Instances of aggression toward owners, other people and other cats were more severe in homes where owners used verbal commands like “No!,” made loud noise when scolding their pet or held their cat by the scruff of the neck.
“Our research is focused on understanding why cats become fearful and aggressive, and on developing strategies for prevention and treatment,” says Dr. Lee Niel, a professor in the Department of Population Medicine and the Col. K.L. Campbell Chair in Companion Animal Welfare. “What we have found is that the types of training methods that people use in the home might play a role in cat aggression.”
While these findings relate to cats in the adoptive home, the study was originally designed to explore how experiences as a kitten affect adult cat behavior. This is the first study of its kind to focus on whether the early rearing experiences of kittens contributes to aggressive behavior later in life.
Data from animal shelters was used to analyze those early experiences, and then cat parents were surveyed about their later experiences with the cat in the home.
Shelters generally place young kittens in foster homes to protect them from disease and to ensure they receive appropriate care and socialization. Some kittens come in with their mother and litter mates, but others come in alone and require bottle feeding. While previous research suggested these types of early experiences can influence levels of fear and aggression in later life, this study found no such evidence.
“Surprisingly, we saw few effects of early management of kittens in shelters on adult cat behavior,” O’Hanley said. “Most of the effects that we saw related to how the cat was managed in the home after adoption.”

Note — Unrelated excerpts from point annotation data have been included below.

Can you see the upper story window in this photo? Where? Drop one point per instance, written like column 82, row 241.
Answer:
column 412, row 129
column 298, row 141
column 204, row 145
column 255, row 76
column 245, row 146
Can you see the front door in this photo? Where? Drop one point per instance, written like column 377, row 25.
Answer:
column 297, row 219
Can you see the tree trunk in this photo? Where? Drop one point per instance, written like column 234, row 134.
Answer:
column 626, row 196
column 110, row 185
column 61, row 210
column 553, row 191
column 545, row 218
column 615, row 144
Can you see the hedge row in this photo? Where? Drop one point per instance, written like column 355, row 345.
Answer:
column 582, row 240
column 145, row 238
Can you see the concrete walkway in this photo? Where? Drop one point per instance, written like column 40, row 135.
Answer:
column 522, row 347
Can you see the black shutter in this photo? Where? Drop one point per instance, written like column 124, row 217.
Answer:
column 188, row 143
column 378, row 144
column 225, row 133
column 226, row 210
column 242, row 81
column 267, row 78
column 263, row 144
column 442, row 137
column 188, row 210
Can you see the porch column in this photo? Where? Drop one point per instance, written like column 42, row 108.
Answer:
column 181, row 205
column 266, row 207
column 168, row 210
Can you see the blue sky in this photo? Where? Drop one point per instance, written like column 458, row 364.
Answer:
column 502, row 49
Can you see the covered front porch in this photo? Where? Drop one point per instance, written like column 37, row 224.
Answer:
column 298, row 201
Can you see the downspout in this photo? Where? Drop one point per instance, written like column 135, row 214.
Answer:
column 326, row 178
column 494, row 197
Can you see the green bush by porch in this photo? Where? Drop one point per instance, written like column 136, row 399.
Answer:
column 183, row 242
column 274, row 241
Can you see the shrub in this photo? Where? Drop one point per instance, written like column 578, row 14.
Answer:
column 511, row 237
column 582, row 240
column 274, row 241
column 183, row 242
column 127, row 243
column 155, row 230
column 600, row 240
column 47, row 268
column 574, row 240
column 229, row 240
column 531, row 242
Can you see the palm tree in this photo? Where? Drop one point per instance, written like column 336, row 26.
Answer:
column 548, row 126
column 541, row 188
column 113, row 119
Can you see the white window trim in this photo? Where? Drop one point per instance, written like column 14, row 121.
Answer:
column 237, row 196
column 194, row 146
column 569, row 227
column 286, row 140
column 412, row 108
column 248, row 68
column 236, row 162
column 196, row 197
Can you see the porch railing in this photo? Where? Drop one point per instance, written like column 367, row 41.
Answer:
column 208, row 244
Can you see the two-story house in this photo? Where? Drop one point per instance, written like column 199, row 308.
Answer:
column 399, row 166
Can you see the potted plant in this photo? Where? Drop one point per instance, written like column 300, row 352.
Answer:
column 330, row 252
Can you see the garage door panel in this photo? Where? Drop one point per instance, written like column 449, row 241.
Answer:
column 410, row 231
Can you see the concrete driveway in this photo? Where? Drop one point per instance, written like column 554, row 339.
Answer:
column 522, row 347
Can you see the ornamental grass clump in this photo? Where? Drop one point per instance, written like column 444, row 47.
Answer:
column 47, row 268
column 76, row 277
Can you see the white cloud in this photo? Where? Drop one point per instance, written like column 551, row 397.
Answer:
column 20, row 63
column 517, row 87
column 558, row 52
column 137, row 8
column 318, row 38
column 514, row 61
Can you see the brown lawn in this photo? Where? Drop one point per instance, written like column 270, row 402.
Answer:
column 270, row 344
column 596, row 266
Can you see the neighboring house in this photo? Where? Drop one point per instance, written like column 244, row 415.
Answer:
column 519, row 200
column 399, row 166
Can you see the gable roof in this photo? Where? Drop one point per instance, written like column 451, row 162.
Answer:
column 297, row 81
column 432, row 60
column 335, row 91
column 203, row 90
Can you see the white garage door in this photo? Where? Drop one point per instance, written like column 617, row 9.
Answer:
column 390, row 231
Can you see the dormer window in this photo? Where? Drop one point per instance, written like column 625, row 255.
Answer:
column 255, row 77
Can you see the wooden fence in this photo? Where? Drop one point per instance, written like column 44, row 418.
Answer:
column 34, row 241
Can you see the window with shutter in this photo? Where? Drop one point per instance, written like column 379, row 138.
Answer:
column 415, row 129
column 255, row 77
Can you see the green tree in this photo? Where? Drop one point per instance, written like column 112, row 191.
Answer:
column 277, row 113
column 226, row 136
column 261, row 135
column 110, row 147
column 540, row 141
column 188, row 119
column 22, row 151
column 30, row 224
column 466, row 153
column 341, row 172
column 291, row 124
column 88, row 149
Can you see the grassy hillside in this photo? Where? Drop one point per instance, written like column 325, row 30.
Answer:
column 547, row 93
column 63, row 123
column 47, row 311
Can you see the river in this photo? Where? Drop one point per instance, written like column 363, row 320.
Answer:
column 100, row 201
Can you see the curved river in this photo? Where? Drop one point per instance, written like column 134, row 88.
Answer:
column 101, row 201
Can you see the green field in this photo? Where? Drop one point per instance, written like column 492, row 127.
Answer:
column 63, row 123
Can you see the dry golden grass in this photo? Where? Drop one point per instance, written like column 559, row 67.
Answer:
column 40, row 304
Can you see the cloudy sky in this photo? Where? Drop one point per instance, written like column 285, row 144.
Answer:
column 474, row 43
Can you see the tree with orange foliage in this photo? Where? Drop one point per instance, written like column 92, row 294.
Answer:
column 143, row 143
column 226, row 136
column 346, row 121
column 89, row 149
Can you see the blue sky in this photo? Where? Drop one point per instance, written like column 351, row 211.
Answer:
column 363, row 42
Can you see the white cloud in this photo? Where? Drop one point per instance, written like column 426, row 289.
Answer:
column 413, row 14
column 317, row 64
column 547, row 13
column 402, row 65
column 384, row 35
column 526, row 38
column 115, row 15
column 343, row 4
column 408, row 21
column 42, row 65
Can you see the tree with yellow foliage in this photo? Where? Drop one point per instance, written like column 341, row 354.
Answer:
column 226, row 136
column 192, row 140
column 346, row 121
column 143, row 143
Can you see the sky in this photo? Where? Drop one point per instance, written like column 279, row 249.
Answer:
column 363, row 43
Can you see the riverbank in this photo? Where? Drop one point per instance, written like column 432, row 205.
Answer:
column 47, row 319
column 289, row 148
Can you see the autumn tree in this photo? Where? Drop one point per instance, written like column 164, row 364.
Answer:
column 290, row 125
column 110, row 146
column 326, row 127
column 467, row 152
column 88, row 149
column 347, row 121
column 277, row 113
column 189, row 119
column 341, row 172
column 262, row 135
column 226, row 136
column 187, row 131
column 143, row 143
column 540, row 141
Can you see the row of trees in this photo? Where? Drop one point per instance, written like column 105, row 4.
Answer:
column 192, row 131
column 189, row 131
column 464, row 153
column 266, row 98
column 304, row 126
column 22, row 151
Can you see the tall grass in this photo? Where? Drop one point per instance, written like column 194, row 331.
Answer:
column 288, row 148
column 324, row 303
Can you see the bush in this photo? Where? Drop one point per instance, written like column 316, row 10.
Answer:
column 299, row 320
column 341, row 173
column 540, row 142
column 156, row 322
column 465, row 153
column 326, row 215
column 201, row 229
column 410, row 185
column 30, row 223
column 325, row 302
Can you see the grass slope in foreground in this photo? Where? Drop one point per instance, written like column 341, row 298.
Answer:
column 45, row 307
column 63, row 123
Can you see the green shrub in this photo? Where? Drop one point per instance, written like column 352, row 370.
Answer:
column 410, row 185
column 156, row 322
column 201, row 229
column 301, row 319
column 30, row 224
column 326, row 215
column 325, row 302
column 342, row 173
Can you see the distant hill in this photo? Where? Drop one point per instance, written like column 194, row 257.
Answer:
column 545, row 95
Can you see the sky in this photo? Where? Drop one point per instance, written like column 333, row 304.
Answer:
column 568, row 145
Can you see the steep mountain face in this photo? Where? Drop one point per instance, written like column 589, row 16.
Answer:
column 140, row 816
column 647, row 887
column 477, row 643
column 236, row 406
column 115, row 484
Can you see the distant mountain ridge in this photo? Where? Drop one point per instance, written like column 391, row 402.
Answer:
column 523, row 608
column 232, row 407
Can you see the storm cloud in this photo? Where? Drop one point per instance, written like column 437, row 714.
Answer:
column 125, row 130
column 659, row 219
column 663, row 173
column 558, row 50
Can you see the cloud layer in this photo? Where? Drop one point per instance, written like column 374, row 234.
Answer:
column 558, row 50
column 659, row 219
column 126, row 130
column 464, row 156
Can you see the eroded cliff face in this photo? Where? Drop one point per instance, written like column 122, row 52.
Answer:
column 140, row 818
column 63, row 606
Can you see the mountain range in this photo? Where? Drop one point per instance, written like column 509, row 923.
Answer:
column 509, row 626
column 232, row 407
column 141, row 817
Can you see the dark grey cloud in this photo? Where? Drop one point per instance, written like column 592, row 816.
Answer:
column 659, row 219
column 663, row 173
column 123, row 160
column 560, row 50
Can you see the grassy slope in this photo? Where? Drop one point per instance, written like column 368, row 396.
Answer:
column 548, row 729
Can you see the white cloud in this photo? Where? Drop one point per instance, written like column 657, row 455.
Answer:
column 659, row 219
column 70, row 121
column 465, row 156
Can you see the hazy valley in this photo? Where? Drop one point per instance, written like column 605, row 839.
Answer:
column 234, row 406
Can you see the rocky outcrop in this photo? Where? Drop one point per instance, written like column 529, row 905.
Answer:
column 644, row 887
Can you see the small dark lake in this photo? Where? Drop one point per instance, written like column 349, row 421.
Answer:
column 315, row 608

A total of 260 adoptive owners of cats aged one to six years completed a survey that included questions on current cat behavior and the home and social environment. Early management details for these cats as kittens were extracted from Guelph Humane Society shelter records.
According to Niel, aggressive behavior can be a safety concern for humans and cats and result in neglect, abuse, relinquishment and euthanasia for cats. “Aggression in cats can be difficult to treat, so it is important that we find strategies to help owners prevent development in the first place,” she adds.
The study looked at an array of circumstances in the cats’ early lives while in foster care, including being reared with the mom versus being bottle-fed; being reared with siblings versus being a singleton; and the cat’s weaning and “re-homing” age.
“We also looked at factors in the home after adoption, because they have also been suggested to be important,” O’Hanley said.
The findings, published in Applied Animal Behaviour Science, show that 35 per cent of the cats included in the study had swatted at and bitten people, and that female cats were more likely to show aggression toward owners and other cats.
In homes with many cats, there was a lower risk of feline aggression toward owners and other people. Interactions with other cats might help prevent development of aggression toward people.
Niel said this type of survey-based data needs to be interpreted with caution. Data from the survey showed correlation and not causation, and the results highlight important areas for further research through longitudinal studies.
“Further research is needed to determine whether cats become aggressive because of verbal and physical corrections, or if owners are more likely to use these methods on a cat that is aggressive.”